This easy ground beef casserole has it all! A saucy taco-seasoned filling with beef, beans, Rotel, and more, topped with tender cornbread and baked until bubbling hot and perfect. A family fave!
In a medium bowl, prepare the cornbread topping by mixing together the jiffy cornbread mix, egg, and creamed corn. Set aside.
In a large, oven-safe skillet, add the ground beef, onion, and bell pepper. Cook on medium high until the the beef is browned and the onion and peppers are soft. Drain any excess grease and return to skillet.
Reduce heat to low and add in the pinto beans, corn, Rotel, tomato sauce, and taco seasoning. Mix to combine and simmer for 3-5 minutes.
Spread the cornbread mixture over the top of the beef in a thin, even layer. Transfer the skillet to the oven and bake for 18-22 minutes, or until the cornbread is set.
Serve warm with a dollop of sour cream and a sprinkle of chopped cilantro.
Notes
Substitutions:
Ground beef: Ground turkey or ground chicken can be substituted.
Pinto beans: Black beans can be used instead.
Corn: 1 1/2 cups of frozen thawed corn can be swapped in for the can of corn.
How to Store: Store leftovers in an airtight container in the fridge for 3-4 days.

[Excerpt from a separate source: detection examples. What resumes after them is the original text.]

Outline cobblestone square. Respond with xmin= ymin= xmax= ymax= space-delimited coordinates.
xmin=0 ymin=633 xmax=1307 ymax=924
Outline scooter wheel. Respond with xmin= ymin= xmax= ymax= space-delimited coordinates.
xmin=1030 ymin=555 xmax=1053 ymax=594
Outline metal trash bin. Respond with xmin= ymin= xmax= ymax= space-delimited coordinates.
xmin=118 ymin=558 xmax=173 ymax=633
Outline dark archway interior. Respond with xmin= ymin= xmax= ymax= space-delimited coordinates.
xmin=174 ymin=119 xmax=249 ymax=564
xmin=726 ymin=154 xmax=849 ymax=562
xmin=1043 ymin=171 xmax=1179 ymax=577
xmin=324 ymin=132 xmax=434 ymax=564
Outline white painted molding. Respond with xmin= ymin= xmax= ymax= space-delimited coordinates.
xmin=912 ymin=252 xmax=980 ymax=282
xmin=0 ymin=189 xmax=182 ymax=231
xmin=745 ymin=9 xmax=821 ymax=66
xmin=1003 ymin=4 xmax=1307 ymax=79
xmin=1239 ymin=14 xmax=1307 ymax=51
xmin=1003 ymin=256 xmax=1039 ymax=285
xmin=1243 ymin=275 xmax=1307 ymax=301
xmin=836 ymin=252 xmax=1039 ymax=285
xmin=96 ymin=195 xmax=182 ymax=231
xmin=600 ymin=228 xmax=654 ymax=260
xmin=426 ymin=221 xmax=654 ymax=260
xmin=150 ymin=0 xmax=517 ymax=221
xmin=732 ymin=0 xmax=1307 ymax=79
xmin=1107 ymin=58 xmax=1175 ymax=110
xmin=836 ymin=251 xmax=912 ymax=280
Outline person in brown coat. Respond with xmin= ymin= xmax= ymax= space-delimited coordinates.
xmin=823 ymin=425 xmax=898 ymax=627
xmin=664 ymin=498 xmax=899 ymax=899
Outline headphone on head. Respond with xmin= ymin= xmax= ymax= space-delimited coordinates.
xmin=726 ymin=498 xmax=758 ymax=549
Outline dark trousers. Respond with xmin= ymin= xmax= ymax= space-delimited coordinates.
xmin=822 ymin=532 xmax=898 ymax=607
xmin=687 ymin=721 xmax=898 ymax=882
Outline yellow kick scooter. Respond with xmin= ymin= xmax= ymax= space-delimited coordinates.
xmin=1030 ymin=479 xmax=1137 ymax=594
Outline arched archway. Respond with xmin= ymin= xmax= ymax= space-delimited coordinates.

How to Freeze: This Cowboy Casserole recipe freezes well. It can be frozen before or after cooking. See “Freezer Meal Instructions” section in the original post for full instructions.How to Reheat: This can be reheated in the microwave in 30 second increments, stir in between heating, or cover with tin foil and place into the oven to reheat. How to Scale: This recipe can easily be doubled if you are feeding a crowd or halved for smaller portions. I suggest sizing the skillet up or down accordingly.